Diante deste fiapo de história, Cinquenta Tons Mais Escuros aposta firme (mais uma vez) no contraste entre o glamour da riqueza versus o sexo "sujo", "proibido", bem distante do convencional. Se agora ao menos Anastasia possui vontade própria, inclusive no prazer, pouco a pouco todos os elementos do filme original retornam como numa imensa novela - até mesmo o famoso Quarto Vermelho, importante dentro deste novo rearranjo amoroso. Com cenas de sexo assépticas e repletas de nudez calculada, por vezes impulsionadas pela iluminação às curvas dela, esta continuação acaba sendo ainda mais comportada que o original - seja pelo rumo da história ou pela própria direção, agora de James Foley (A Estranha Perfeita). A sensação de mais do mesmo é inevitável.

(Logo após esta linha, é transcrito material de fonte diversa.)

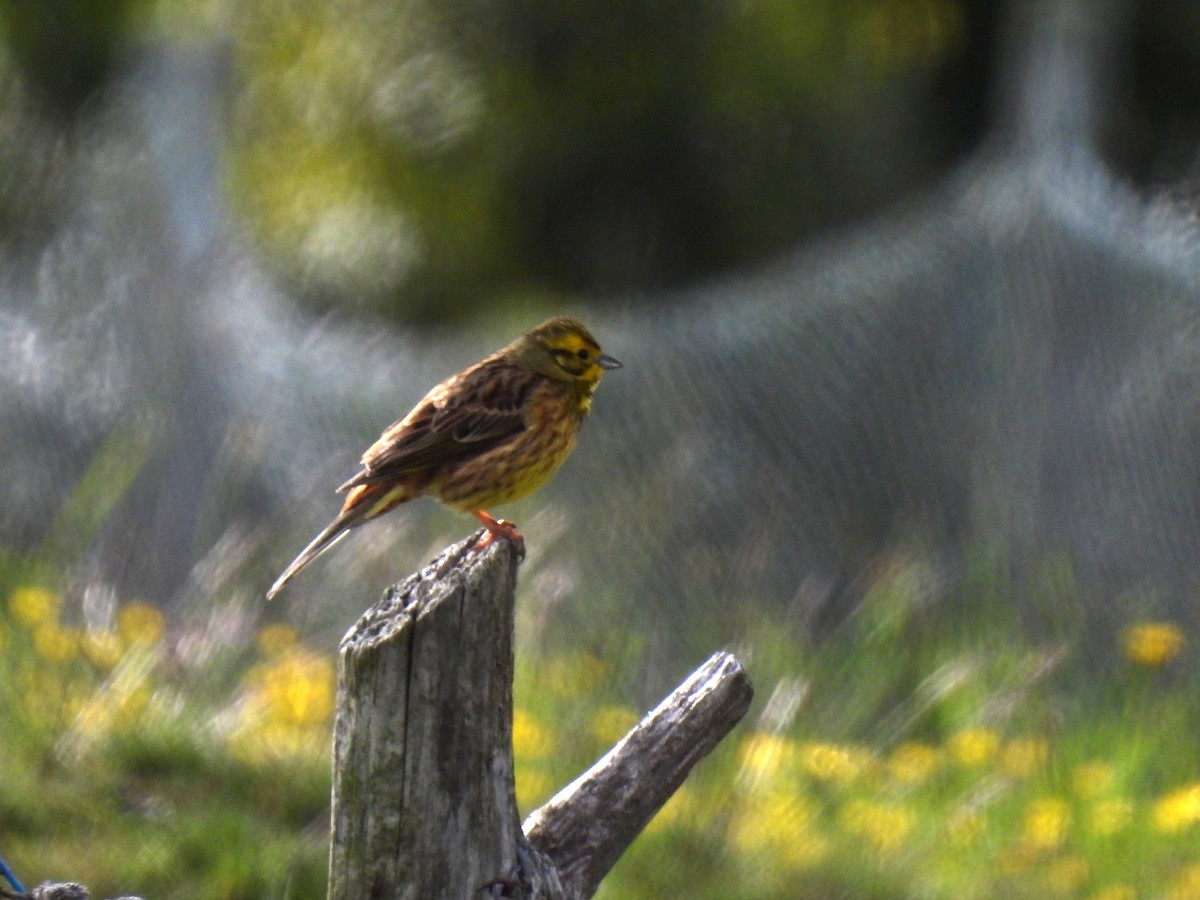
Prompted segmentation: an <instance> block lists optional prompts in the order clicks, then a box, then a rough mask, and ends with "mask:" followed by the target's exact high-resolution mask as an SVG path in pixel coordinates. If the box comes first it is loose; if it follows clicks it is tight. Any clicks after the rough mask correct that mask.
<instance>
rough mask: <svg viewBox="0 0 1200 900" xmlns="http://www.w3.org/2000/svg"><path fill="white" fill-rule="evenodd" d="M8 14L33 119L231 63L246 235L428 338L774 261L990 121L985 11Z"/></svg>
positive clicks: (231, 106) (582, 2)
mask: <svg viewBox="0 0 1200 900" xmlns="http://www.w3.org/2000/svg"><path fill="white" fill-rule="evenodd" d="M0 10H2V11H4V14H2V16H0V36H2V37H4V38H6V40H7V43H8V44H11V47H12V48H14V49H13V53H12V59H11V60H10V61H8V65H10V66H11V67H12V68H14V70H16V71H19V72H20V73H22V76H23V82H22V84H24V85H25V88H26V89H28V90H26V96H28V98H29V100H30V101H31V103H32V106H34V108H37V107H40V106H44V107H46V108H50V107H55V108H60V109H62V110H74V112H77V113H78V114H79V115H86V110H88V108H89V102H88V101H89V98H91V97H96V96H103V92H104V90H106V88H107V86H108V84H109V83H110V82H112V80H114V79H113V76H112V72H114V71H121V70H122V66H125V71H130V67H128V66H127V61H128V59H130V58H133V59H136V54H137V53H140V52H146V50H149V52H161V50H163V49H166V50H167V52H176V53H194V52H206V53H222V52H227V56H228V62H229V74H230V78H229V79H228V82H227V84H226V85H224V86H223V88H221V89H218V90H226V89H227V96H228V101H229V116H228V119H227V120H224V121H222V122H214V128H215V130H216V131H215V134H217V136H218V137H220V138H221V139H222V142H223V144H224V146H226V152H224V156H223V160H222V167H223V179H224V185H226V196H227V199H228V209H229V210H230V211H232V214H233V218H234V227H235V230H236V232H238V233H239V234H240V236H241V238H244V239H246V240H247V241H248V242H250V244H251V245H253V246H256V247H258V248H259V251H260V253H262V256H263V258H264V259H265V260H268V262H269V263H270V264H271V266H272V268H274V269H275V271H276V272H277V274H278V275H281V276H282V277H284V278H286V280H287V281H289V283H290V284H292V286H293V288H294V293H296V294H298V295H300V296H301V298H304V299H306V300H307V301H308V302H311V304H313V305H314V306H316V307H326V306H328V307H332V306H344V307H348V308H350V310H356V311H359V312H366V313H371V314H378V316H386V317H400V318H406V319H410V320H431V319H450V320H455V319H458V320H462V319H464V318H467V317H468V316H472V314H473V313H474V312H475V311H478V310H479V308H480V307H481V306H485V307H486V306H488V305H491V304H496V302H500V304H503V302H505V301H506V300H505V299H506V298H515V296H520V295H521V294H523V293H527V292H534V293H547V292H548V293H577V292H587V293H593V294H599V293H606V292H622V290H628V289H647V288H661V287H667V286H677V284H684V283H689V282H692V281H695V280H697V278H702V277H704V276H707V275H712V274H714V272H719V271H722V270H726V269H728V268H731V266H738V265H744V264H749V263H752V262H755V260H758V259H763V258H766V257H769V256H770V254H773V253H776V252H779V251H780V250H782V248H786V247H790V246H793V245H794V244H796V242H797V241H798V240H799V239H800V238H802V236H803V235H805V234H808V233H811V232H812V230H814V229H816V228H821V227H827V226H828V224H829V223H832V222H842V221H847V220H851V218H853V217H856V216H860V215H863V214H864V212H865V211H868V210H871V209H875V208H878V206H880V205H881V204H883V203H887V202H889V200H892V199H894V198H896V197H900V196H902V194H905V193H906V192H908V191H911V190H912V188H913V186H914V185H918V184H922V182H923V181H925V180H928V179H929V178H930V176H931V175H932V174H934V173H935V172H937V170H940V169H941V168H942V167H943V166H944V163H946V162H947V161H948V160H950V158H953V157H955V156H956V155H959V154H960V152H961V151H962V149H964V148H965V146H967V145H970V143H971V142H972V140H973V139H974V138H976V137H977V136H978V125H979V122H980V116H979V115H978V109H979V103H978V102H977V101H978V97H977V96H974V95H973V90H972V89H973V88H974V86H977V85H978V84H979V82H978V79H974V78H970V77H965V76H964V74H962V67H964V66H965V65H968V53H967V50H968V42H971V41H974V40H976V38H974V37H973V34H972V25H971V23H970V22H968V16H972V14H973V13H972V12H971V7H970V6H966V5H965V4H964V2H962V1H961V0H743V1H740V2H732V4H731V2H725V1H724V0H698V1H692V2H655V4H644V2H634V1H632V0H622V1H620V2H616V4H613V2H600V1H599V0H571V1H569V2H568V1H562V2H554V4H539V2H530V1H529V0H505V1H504V2H480V1H479V0H450V1H448V2H440V1H437V2H434V1H433V0H416V1H415V2H406V4H394V2H390V1H388V0H330V1H328V2H294V1H292V0H250V1H248V2H242V4H230V2H224V1H223V0H208V1H206V2H202V4H193V2H182V1H180V0H104V1H103V2H95V4H71V2H66V4H64V2H46V4H0ZM83 11H86V13H84V12H83ZM52 36H53V40H52ZM62 47H70V48H73V49H68V52H67V59H68V60H70V62H71V65H67V66H64V67H61V71H60V67H59V66H58V64H56V62H55V64H53V65H48V60H52V59H58V58H56V56H54V55H46V54H48V53H56V52H58V49H60V48H62ZM972 53H973V54H974V58H976V59H974V61H971V62H970V65H976V64H977V61H978V48H974V49H973V50H972ZM2 62H4V60H2V59H0V64H2ZM74 65H77V66H78V68H79V71H78V72H77V73H74V74H71V70H72V66H74ZM2 67H4V66H2V65H0V68H2ZM65 78H67V79H70V80H71V85H73V86H71V88H70V89H68V88H67V86H66V85H65V84H64V83H62V79H65ZM964 85H971V86H970V88H965V86H964ZM89 88H91V89H92V90H91V94H90V95H89V91H88V89H89ZM52 96H53V100H44V103H43V98H44V97H52ZM25 127H29V124H28V122H26V126H25Z"/></svg>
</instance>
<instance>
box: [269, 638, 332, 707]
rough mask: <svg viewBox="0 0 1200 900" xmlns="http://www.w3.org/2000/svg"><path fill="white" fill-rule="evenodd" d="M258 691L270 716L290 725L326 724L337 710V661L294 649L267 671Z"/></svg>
mask: <svg viewBox="0 0 1200 900" xmlns="http://www.w3.org/2000/svg"><path fill="white" fill-rule="evenodd" d="M257 690H258V694H259V697H260V698H262V700H263V701H265V712H266V715H268V716H269V718H270V719H275V720H276V721H280V722H283V724H288V725H322V724H324V722H326V721H329V719H330V716H331V715H332V713H334V690H335V676H334V664H332V662H331V661H330V660H328V659H324V658H322V656H317V655H316V654H310V653H307V652H304V650H299V652H294V653H292V654H289V655H288V656H287V658H284V659H282V660H281V661H280V662H277V664H275V665H272V666H270V667H269V668H268V670H265V672H264V677H263V678H262V680H260V683H259V684H258V688H257Z"/></svg>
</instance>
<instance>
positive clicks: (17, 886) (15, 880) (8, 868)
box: [0, 859, 25, 894]
mask: <svg viewBox="0 0 1200 900" xmlns="http://www.w3.org/2000/svg"><path fill="white" fill-rule="evenodd" d="M0 875H2V876H4V880H5V881H7V882H8V884H10V887H12V889H13V890H16V892H17V893H18V894H24V893H25V886H24V884H22V883H20V882H19V881H17V876H16V875H13V874H12V869H10V868H8V864H7V863H6V862H5V860H4V859H0Z"/></svg>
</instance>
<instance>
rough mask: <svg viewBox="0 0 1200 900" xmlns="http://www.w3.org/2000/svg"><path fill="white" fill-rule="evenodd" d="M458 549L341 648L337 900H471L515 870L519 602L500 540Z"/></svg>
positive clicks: (510, 549)
mask: <svg viewBox="0 0 1200 900" xmlns="http://www.w3.org/2000/svg"><path fill="white" fill-rule="evenodd" d="M472 544H474V539H470V540H467V541H463V542H462V544H457V545H455V546H452V547H450V548H448V550H446V551H445V552H443V553H442V556H439V557H438V558H437V559H434V560H433V562H432V563H431V564H430V565H427V566H425V568H424V569H421V570H420V571H419V572H416V574H415V575H413V576H410V577H409V578H407V580H406V581H403V582H401V583H400V584H397V586H395V587H394V588H391V589H389V590H388V593H386V594H384V598H383V600H380V601H379V602H378V604H377V605H376V606H373V607H372V608H370V610H367V612H366V613H364V616H362V618H360V619H359V622H358V623H356V624H355V625H354V626H353V628H352V629H350V631H349V632H348V634H347V635H346V637H344V638H343V640H342V647H341V653H340V658H338V679H337V715H336V720H335V724H334V802H332V804H334V805H332V842H331V847H330V865H329V898H330V900H362V898H389V899H390V898H421V899H422V900H426V899H427V898H434V896H446V898H470V896H475V895H478V892H479V888H480V886H481V884H484V883H485V882H490V881H493V880H496V878H502V877H508V876H509V875H510V874H511V872H512V871H515V869H516V862H517V856H516V845H517V839H518V835H520V834H521V824H520V818H518V815H517V805H516V798H515V796H514V790H512V595H514V588H515V582H516V559H515V558H514V552H512V548H511V546H510V545H509V544H508V542H505V541H497V542H496V544H493V545H492V547H491V548H488V550H487V551H486V552H484V553H475V552H473V551H472V550H470V547H472Z"/></svg>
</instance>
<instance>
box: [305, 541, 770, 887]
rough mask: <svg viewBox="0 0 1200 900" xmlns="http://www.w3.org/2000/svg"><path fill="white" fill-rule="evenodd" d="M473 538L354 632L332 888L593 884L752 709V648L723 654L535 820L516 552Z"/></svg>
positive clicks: (343, 740) (454, 550)
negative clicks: (531, 788)
mask: <svg viewBox="0 0 1200 900" xmlns="http://www.w3.org/2000/svg"><path fill="white" fill-rule="evenodd" d="M474 540H475V539H474V538H472V539H470V540H468V541H464V542H462V544H457V545H455V546H452V547H450V548H449V550H446V551H445V552H444V553H442V556H439V557H438V558H437V559H436V560H434V562H433V563H431V564H430V565H427V566H426V568H424V569H422V570H421V571H420V572H418V574H416V575H414V576H412V577H409V578H408V580H407V581H404V582H402V583H401V584H397V586H396V587H395V588H391V589H390V590H389V592H388V593H386V594H385V595H384V598H383V600H382V601H380V602H379V604H377V605H376V606H374V607H372V608H371V610H368V611H367V612H366V613H364V616H362V618H361V619H359V622H358V623H356V624H355V625H354V628H352V629H350V630H349V632H347V635H346V637H344V638H343V641H342V648H341V654H340V660H338V688H337V716H336V721H335V725H334V809H332V842H331V847H330V877H329V896H330V898H331V900H352V899H353V900H358V899H359V898H386V899H389V900H390V899H391V898H422V899H424V898H473V896H498V895H504V896H523V898H526V899H527V900H534V898H536V899H538V900H559V899H562V900H576V899H580V898H587V896H590V895H592V894H593V893H594V892H595V889H596V887H598V884H599V882H600V878H601V877H604V875H605V872H607V871H608V869H610V868H611V866H612V864H613V863H614V862H616V860H617V858H618V857H619V856H620V853H622V852H623V851H624V850H625V847H628V846H629V844H630V842H631V841H632V840H634V838H635V836H636V835H637V834H638V832H641V829H642V828H643V827H644V826H646V823H647V822H648V821H649V820H650V817H652V816H653V815H654V812H655V811H656V810H658V809H659V808H660V806H661V805H662V804H664V803H665V802H666V800H667V799H668V798H670V797H671V794H672V793H673V792H674V790H676V788H677V787H678V786H679V785H680V784H682V782H683V780H684V778H685V776H686V774H688V772H689V770H690V769H691V767H692V766H694V764H695V763H696V762H697V761H698V760H701V758H702V757H703V756H704V755H706V754H708V752H709V751H710V750H712V748H713V746H715V745H716V743H718V742H719V740H720V739H721V738H722V737H724V736H725V734H726V733H727V732H728V731H730V728H732V727H733V725H734V724H736V722H737V721H738V720H739V719H740V718H742V715H744V714H745V712H746V709H748V708H749V704H750V698H751V696H752V688H751V686H750V682H749V679H748V678H746V676H745V672H744V671H743V670H742V666H740V664H738V661H737V660H736V659H734V658H733V656H731V655H730V654H727V653H719V654H715V655H714V656H713V658H712V659H710V660H709V661H708V662H706V664H704V665H703V666H702V667H701V668H698V670H697V671H696V672H695V673H692V676H691V677H689V678H688V679H686V680H685V682H684V683H683V684H682V685H680V686H679V688H678V689H677V690H676V691H674V692H673V694H672V695H671V696H670V697H667V698H666V700H665V701H664V702H662V703H661V704H659V707H658V708H656V709H655V710H654V712H652V713H649V714H648V715H647V716H646V718H644V719H643V720H642V721H641V722H640V724H638V725H637V726H636V727H635V728H634V730H632V731H630V733H629V734H626V736H625V738H623V739H622V740H620V742H619V743H618V744H617V746H614V748H613V749H612V750H611V751H610V752H608V754H606V755H605V756H604V757H602V758H601V760H600V761H599V762H598V763H596V764H595V766H593V767H592V769H589V770H588V772H587V773H586V774H584V775H582V776H581V778H578V779H576V781H575V782H572V784H571V785H570V786H569V787H568V788H565V790H564V791H562V792H560V793H559V794H558V796H557V797H556V798H554V799H552V800H551V802H550V803H548V804H546V806H544V808H542V809H540V810H538V811H536V812H534V814H533V815H532V816H530V817H529V818H528V820H527V822H526V829H524V833H523V832H522V828H521V823H520V820H518V817H517V806H516V799H515V796H514V778H512V668H514V661H512V622H514V616H512V611H514V598H515V588H516V568H517V559H516V556H515V553H514V551H512V547H511V546H510V545H509V544H506V542H505V541H497V542H496V544H494V545H493V546H492V547H491V548H488V550H486V551H484V552H479V553H476V552H473V551H472V545H473V544H474ZM526 834H528V839H527V838H526ZM518 847H520V850H518ZM484 886H491V889H490V890H484V892H481V888H484Z"/></svg>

Em meio a tamanha enrolação cansativa, uma possível salvação (ou alento) poderia vir através dos novos personagens. Só que tanto Bella Heathcote quanto Kim Basinger e Eric Johnson têm participações esporádicas e tangenciais, sempre estereotipados e de pouca importância no filme como um todo. É como se fossem apresentados em Cinquenta Tons Mais Escuros para que apenas digam a que vieram no longa seguinte, Cinquenta Tons de Liberdade (já gravado e agendado para fevereiro de 2018). Enquanto isso, dá-lhe encheção de linguiça neste segundo filme, seja através das pífias tentativas de suspense ou na criação de sequências envolvendo tesão em locais públicos. Nenhum deles funciona.
Com diálogos sofríveis e cenas que provocam risos involuntários, Cinquenta Tons Mais Escuros consegue piorar o que já era ruim no filme original. Ao casal protagonista, Dakota Johnson e Jamie Dornan, não sobra muito a fazer além da exploração de seus corpos, já que o filme pouco lhes oferece dramaturgicamente. Resta aguardar se, ao menos no desfecho da trilogia, haverá algo diferente do conflito padrão dos dois primeiros filmes: Anastasia se assustando ao descobrir o mundo de Christian. Já passou da hora de virar o disco.